Insight #3: Retrofit Is a Sound Strategy
On the heels of the recent Trimble PTx announcement and considering Deere’s Precision Upgrades 2024 kit release at National Farm Machinery Show, there has been a clear commitment from ag tech providers to offer precision ag technology as both factory installed options (as they always have) and as retrofit kits that can be added to older, compatible machines.
Now, as many of you know, that retrofit side of the equation hasn’t always been the case in the precision ag world, but it is making ag tech more accessible.
“Why that resonates is 50% of farmers are operating a mixed fleet,” Matthews says. “And a mixed fleet is not just different colored equipment – it’s also different aged equipment. And so those pieces of equipment – different model years or colors, whatever it may be – are still being utilized on the farm, and farmers want them all interconnected. And the ability to put some technology onto an older machine and upgrade it, that’s what they want.”
Insight #4: Technology and Sustainability Track Together
Farm Journal’s Trust in Food division has done quite a bit of work in measuring farmer sentiment on sustainable practices. In fact, the initiative was highlighted by Fast Company as one of the reasons it honored Farm Journal as one of ag’s Most Innovative Companies for 2024.
One insight President Amy Skoczlas Cole and her team uncovered there, according to Gist, is that the adoption of sustainable practices (No-till, soil health practices, etc.) closely mirrors that of ag technology. The ROI payoff has to be implicit and rapid, but there also has to be some form of support in place to help navigate integration early on.
“What farmers have told us is, whatever the product is, whether it’s buying a new piece of technology or changing a farming practice, it has to easily fit in and not overtly disrupt my operation,” he says.
Farm Journal columnist and technology consultant Steve Cubbage has a bit of a different spin on it, approaching the sustainability angle more from a data/agronomy viewpoint. The sustainability data piece is, for him, more of “a track record of what you did in that field.”

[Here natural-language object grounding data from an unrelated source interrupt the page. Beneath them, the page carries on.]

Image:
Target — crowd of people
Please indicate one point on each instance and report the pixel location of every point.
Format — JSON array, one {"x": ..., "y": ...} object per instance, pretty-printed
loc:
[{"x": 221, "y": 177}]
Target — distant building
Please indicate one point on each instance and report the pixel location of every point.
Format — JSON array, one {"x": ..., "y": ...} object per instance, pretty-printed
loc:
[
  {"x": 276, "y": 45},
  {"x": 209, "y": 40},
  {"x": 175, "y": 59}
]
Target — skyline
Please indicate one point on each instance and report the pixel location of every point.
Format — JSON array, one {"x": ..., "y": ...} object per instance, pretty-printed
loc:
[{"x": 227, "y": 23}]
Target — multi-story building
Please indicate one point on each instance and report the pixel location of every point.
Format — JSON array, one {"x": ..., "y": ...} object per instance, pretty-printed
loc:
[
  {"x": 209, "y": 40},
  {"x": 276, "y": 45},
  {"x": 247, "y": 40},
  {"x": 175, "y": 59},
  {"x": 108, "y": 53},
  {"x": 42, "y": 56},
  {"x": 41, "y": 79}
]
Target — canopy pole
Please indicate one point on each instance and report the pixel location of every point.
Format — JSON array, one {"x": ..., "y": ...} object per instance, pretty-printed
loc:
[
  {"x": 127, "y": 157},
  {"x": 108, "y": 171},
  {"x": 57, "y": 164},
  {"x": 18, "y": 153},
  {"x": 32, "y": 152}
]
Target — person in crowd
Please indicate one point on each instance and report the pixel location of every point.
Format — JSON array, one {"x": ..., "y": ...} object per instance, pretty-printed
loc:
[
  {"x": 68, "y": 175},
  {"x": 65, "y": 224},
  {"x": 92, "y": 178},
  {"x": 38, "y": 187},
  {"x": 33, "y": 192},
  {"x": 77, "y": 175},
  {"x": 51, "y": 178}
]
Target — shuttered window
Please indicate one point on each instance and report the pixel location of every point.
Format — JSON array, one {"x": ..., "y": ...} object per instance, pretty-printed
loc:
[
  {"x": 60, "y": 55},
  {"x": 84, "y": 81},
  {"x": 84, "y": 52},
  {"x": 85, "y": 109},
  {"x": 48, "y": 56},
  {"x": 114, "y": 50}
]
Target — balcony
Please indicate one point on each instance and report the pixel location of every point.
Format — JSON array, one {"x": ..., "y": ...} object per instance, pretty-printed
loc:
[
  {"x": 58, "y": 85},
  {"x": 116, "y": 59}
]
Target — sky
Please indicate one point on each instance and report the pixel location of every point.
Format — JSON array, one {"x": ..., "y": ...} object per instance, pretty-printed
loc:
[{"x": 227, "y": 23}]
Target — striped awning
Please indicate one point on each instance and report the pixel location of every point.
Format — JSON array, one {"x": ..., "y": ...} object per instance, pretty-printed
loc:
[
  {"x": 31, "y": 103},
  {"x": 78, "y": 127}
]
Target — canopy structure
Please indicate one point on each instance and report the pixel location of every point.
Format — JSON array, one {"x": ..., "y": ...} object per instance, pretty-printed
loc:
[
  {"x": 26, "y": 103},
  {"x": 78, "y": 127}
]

“What we’re finding out is that there’s a lot of missing or gaps with that technology,” he adds. “A good example is that we try to get data like, how much nitrogen did you put on? Well, a lot of nitrogen is anhydrous put on by, you know, 40-year-old Raven 440 consoles. We don’t have a digital record (with) that. I think those are the type of things you must think about, is that if you’re going to be in that sustainability space, what technology do you need at the farm level to address and be ready for it?”
Insight #5: Something Big Could be On the Horizon
Industry observers have opined that ag tech as it stands today is mired in a bit of a flat period. That could change soon, say in the next 3-5 years, according to Cubbage.

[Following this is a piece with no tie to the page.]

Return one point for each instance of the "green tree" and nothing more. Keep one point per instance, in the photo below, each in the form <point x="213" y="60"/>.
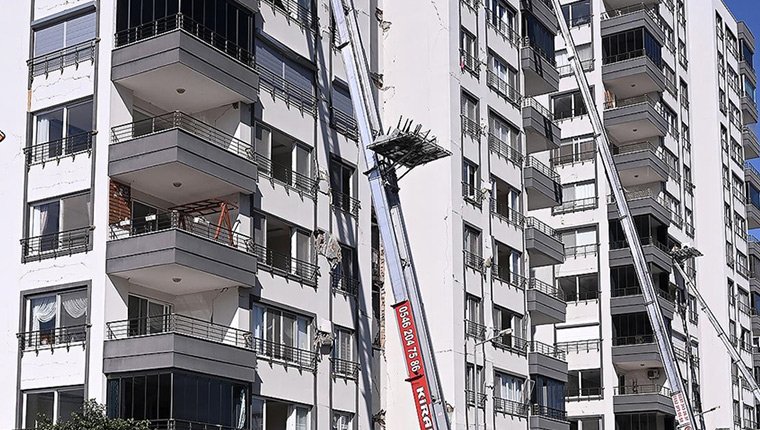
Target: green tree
<point x="93" y="417"/>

“I think that in three to five years, we’re definitely going to see (an) increase in adoption,” he says. “The AI, the ag robotics piece, those continue to ramp up with farmers. There’s always a tipping point that happens – sometimes it happens a lot faster than we predict, but we’re just seeing some of these technologies come to a head.”
Matthews thinks selective spraying technologies are poised on the precipice of becoming the next big ag tech breakthrough. As Upstream Ag’s Shane Thomas recently sketched out, that’s a technology that is available today from a wide array of providers.
“We’re just now in the first innings of that,” he says. “As we gain more imagery and more understanding of the technology, it’s going to improve substantially.”
Matthews has heard from some of his farmer sources in the field that the challenge with the current iterations of selective spray systems, regardless of which brand it is, is “around speed, and, you know, you have to slow down substantially to identify those weeds within a green crop.”
“That will change, and it will be no different than, you know, the way computers have changed, and their speed has substantially increased,” he adds.